In this brief book, Murray manages to hit almost all the verbal tics that are so infuriating that their repetition may drive me to an early grave: “unique” used to mean special rather than the one and only; the confusion of “less” with “fewer,” and — the pièce de résistance in the grammar hall of shame — misusing the word “literally.” I recently heard the director of a Shakespeare play going on about how we “literally” get to see Henry V growing up before our eyes. Now, that would be an awfully long production.
As much as I like Mr. Murray’s tips, I regret that he didn’t address what I regard as the most horrific (and revealing) grammatical error afoot in the land: “he,” “she,” and “I” for “him,” “her,” and “me.” It isn’t the uneducated but graduates of good schools who nowadays say, “I gave it to Jim and he.” This betrays a certain unfamiliarity with grammar — and thus with the process of thinking itself. This curmudgeon’s tip: The nominative (“he,” “she,” “I”) acts, the accusative (“him,” “her,” and “me”) is the object that is acted upon, and the dative is a receiver, or indirect object (“him” again). Please, give it to Jim and him. Confusing the subject and its object or indirect object comes under the heading of what my dear, late mother liked to call “a dead giveaway” — a seemingly minor error that reveals heretofore hidden depths of depravity.

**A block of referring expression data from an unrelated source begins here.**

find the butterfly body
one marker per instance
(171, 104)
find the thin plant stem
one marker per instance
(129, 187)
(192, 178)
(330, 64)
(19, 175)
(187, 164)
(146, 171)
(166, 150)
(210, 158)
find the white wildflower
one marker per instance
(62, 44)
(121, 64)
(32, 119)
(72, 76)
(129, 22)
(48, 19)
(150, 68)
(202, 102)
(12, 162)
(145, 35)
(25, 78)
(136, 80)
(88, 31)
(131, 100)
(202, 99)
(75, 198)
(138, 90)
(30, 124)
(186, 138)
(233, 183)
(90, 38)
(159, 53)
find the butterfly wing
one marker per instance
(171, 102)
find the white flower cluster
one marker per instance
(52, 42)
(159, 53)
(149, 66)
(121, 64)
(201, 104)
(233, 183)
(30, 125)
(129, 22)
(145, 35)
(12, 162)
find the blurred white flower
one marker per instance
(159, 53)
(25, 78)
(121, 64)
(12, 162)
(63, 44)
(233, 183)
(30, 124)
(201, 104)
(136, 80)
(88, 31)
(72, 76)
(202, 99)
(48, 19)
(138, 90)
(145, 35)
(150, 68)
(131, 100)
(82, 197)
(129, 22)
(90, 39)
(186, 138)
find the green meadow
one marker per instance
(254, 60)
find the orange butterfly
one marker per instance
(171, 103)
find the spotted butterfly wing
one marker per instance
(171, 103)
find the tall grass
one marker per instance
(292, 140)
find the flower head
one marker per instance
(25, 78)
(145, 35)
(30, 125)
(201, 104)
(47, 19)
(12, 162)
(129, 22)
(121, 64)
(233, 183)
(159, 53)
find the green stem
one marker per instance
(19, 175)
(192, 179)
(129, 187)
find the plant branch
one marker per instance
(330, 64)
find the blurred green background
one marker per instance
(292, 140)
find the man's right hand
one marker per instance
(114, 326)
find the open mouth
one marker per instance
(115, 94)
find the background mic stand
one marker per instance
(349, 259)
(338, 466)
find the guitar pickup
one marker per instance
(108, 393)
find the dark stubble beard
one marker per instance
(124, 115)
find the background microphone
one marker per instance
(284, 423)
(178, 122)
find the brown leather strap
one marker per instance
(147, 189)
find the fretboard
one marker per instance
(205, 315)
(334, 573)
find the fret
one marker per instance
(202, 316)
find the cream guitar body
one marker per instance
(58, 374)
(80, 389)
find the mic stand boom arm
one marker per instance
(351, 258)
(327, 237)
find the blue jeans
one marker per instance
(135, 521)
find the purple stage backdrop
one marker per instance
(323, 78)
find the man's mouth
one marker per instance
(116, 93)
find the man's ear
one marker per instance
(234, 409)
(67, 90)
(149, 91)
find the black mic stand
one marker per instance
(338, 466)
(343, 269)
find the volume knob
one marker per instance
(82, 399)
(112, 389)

That some of the tips on self-presentation must be given at all is a sad commentary on Baby Boomer parenting. “First, abstaining from casual obscenity gives you the aura of an adult,” Murray writes. No kidding. Murray also takes on “piercings, tattoos, and hair of a color not known to nature.” Such decorations are fine for the mailroom but not for a position in which one might be more widely seen. Don’t even ask for a rationale on the tattoo front, because “it does no good to remind curmudgeons that tattoos have been around for millennia.” Bravo!

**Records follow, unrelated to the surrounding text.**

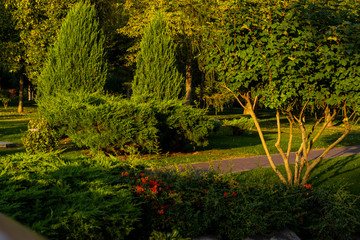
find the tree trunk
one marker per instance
(188, 78)
(21, 90)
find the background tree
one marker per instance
(37, 24)
(77, 60)
(186, 19)
(156, 73)
(294, 57)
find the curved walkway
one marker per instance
(248, 163)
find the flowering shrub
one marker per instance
(6, 96)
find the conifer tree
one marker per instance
(77, 60)
(157, 76)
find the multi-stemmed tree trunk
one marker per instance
(156, 75)
(76, 65)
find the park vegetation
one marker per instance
(298, 60)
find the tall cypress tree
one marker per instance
(157, 76)
(77, 60)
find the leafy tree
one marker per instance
(297, 57)
(156, 73)
(77, 60)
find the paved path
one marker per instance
(248, 163)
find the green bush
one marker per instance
(209, 203)
(111, 124)
(239, 126)
(332, 215)
(67, 199)
(40, 137)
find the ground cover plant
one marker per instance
(296, 58)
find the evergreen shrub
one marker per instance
(40, 137)
(240, 125)
(111, 124)
(76, 62)
(156, 75)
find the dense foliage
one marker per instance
(67, 199)
(293, 56)
(240, 125)
(77, 60)
(40, 137)
(116, 125)
(104, 198)
(156, 75)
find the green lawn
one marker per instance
(342, 171)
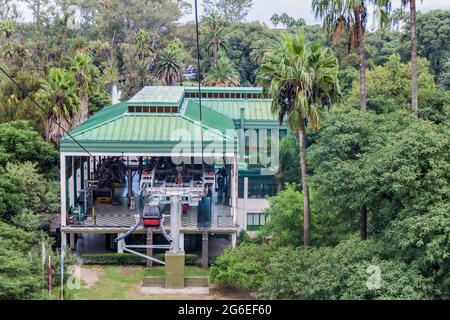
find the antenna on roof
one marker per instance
(199, 76)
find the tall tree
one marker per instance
(215, 38)
(58, 95)
(414, 91)
(222, 74)
(229, 10)
(86, 78)
(168, 67)
(275, 19)
(350, 17)
(301, 79)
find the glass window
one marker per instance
(255, 220)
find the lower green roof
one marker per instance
(134, 133)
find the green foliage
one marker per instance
(300, 78)
(286, 217)
(435, 106)
(40, 197)
(393, 81)
(289, 168)
(128, 259)
(20, 143)
(168, 67)
(222, 74)
(344, 272)
(20, 264)
(433, 32)
(242, 267)
(111, 258)
(229, 10)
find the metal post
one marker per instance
(205, 249)
(120, 245)
(63, 189)
(149, 249)
(175, 222)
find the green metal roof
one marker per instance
(115, 129)
(136, 133)
(226, 89)
(210, 118)
(158, 94)
(255, 109)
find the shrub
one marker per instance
(190, 259)
(124, 259)
(242, 267)
(112, 258)
(352, 270)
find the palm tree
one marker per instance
(6, 29)
(259, 49)
(301, 79)
(215, 38)
(168, 67)
(414, 94)
(275, 19)
(350, 16)
(222, 74)
(58, 95)
(86, 78)
(398, 16)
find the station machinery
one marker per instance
(163, 183)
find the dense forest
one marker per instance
(376, 188)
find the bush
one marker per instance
(126, 259)
(242, 267)
(190, 259)
(352, 270)
(122, 259)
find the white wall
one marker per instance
(246, 205)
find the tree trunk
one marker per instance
(362, 100)
(363, 223)
(84, 104)
(303, 166)
(362, 63)
(415, 100)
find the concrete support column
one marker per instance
(63, 240)
(234, 191)
(175, 223)
(182, 242)
(233, 240)
(149, 262)
(120, 245)
(72, 241)
(205, 249)
(62, 183)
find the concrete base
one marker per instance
(174, 270)
(189, 282)
(184, 291)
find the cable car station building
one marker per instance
(133, 152)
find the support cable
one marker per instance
(199, 77)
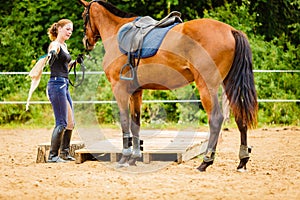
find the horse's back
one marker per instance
(213, 36)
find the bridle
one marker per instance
(87, 22)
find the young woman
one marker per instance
(61, 101)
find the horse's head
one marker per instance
(91, 33)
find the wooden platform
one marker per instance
(43, 150)
(158, 145)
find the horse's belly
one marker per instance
(158, 76)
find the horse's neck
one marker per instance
(109, 24)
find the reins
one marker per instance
(83, 68)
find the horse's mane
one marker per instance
(114, 10)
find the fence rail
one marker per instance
(150, 101)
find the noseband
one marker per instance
(87, 21)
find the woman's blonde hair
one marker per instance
(53, 30)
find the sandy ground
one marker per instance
(273, 171)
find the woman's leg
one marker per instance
(57, 95)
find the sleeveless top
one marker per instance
(60, 67)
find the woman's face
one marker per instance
(65, 32)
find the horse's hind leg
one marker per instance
(215, 116)
(135, 111)
(244, 150)
(124, 120)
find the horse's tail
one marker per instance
(239, 83)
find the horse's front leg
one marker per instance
(126, 152)
(135, 111)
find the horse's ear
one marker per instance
(84, 3)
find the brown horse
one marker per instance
(205, 51)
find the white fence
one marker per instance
(150, 101)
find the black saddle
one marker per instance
(132, 38)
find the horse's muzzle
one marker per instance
(87, 45)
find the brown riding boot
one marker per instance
(55, 144)
(65, 146)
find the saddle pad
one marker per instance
(151, 42)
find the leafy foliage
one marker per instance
(273, 35)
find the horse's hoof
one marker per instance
(242, 165)
(121, 165)
(132, 161)
(204, 165)
(123, 162)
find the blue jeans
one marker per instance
(59, 95)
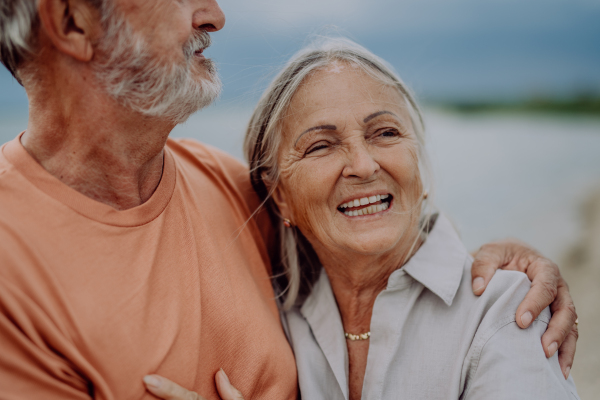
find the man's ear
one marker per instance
(71, 25)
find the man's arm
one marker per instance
(511, 365)
(548, 288)
(32, 365)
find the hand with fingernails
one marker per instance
(548, 288)
(166, 389)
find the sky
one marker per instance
(465, 50)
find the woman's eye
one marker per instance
(390, 133)
(317, 146)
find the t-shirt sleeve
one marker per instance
(512, 365)
(37, 354)
(31, 363)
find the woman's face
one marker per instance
(349, 168)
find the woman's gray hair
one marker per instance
(300, 267)
(19, 23)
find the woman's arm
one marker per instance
(548, 288)
(169, 390)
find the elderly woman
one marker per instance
(377, 293)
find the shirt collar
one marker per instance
(438, 264)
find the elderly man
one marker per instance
(123, 252)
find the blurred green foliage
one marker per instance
(585, 104)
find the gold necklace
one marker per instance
(360, 336)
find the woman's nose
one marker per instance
(360, 163)
(208, 16)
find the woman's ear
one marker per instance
(71, 25)
(280, 198)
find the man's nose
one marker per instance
(360, 162)
(208, 16)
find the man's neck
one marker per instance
(95, 146)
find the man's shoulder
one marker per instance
(199, 158)
(199, 154)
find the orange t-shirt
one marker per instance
(92, 299)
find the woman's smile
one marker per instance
(367, 205)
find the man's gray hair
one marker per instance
(19, 23)
(300, 267)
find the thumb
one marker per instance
(225, 388)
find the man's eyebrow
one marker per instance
(377, 114)
(316, 128)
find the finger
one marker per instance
(566, 353)
(486, 261)
(225, 388)
(168, 390)
(545, 279)
(561, 324)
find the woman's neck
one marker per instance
(357, 280)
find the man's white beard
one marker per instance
(143, 82)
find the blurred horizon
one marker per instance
(462, 51)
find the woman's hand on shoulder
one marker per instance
(168, 390)
(548, 288)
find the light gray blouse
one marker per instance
(431, 338)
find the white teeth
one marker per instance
(364, 201)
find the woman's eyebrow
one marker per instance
(315, 128)
(377, 114)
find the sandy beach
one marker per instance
(581, 269)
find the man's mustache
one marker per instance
(199, 41)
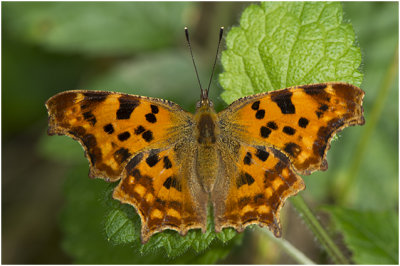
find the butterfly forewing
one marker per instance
(112, 127)
(298, 121)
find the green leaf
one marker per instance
(371, 236)
(282, 44)
(122, 226)
(97, 28)
(100, 230)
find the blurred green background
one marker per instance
(140, 48)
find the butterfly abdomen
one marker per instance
(206, 135)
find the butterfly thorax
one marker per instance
(206, 135)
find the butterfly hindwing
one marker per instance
(112, 127)
(257, 187)
(298, 121)
(158, 184)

The book’s first half deals with presenting oneself on the job, the second with the formation of the self and living a happy life. When I interviewed Murray many years ago, when his 1988 book In Pursuit of Happiness and Good Government came out, I was struck by his entirely secular attitude. Something has changed. While still an agnostic, Murray, who attends Quaker services with his wife, is “shakier” in his non-belief, and counsels: “Take religion seriously, especially if you have been socialized not to.” He also counsels taking marriage seriously.
Murray’s final tip is to watch the movie Groundhog Day, about a smug TV weatherman who disdains a small town but after getting stuck there learns not to be a conceited jerk. Not being disdainful is the cornerstone of Murray’s advice for success at work and happiness in life. I may not get around to rereading Aristotle’s Nicomachean Ethics, which Murray says is the longer version of Groundhog Day, but I have a permanent place for The Curmudgeon’s Guide on a shelf beside my copy of The Elements of Style (which Murray heartily recommends). I love its crisp, firm tone, reminiscent of Elements but with a bit of Miss Manners and a serious consideration of the cardinal virtues thrown into the mix. As I might have put it before reading this book, “Like, this is going to be a classic, dude.”
– Charlotte Hays is the director of cultural programs at the Independent Women’s Forum and the author, most recently, of When Did White Trash Become the New Normal? A Southern Lady Asks the Impertinent Question.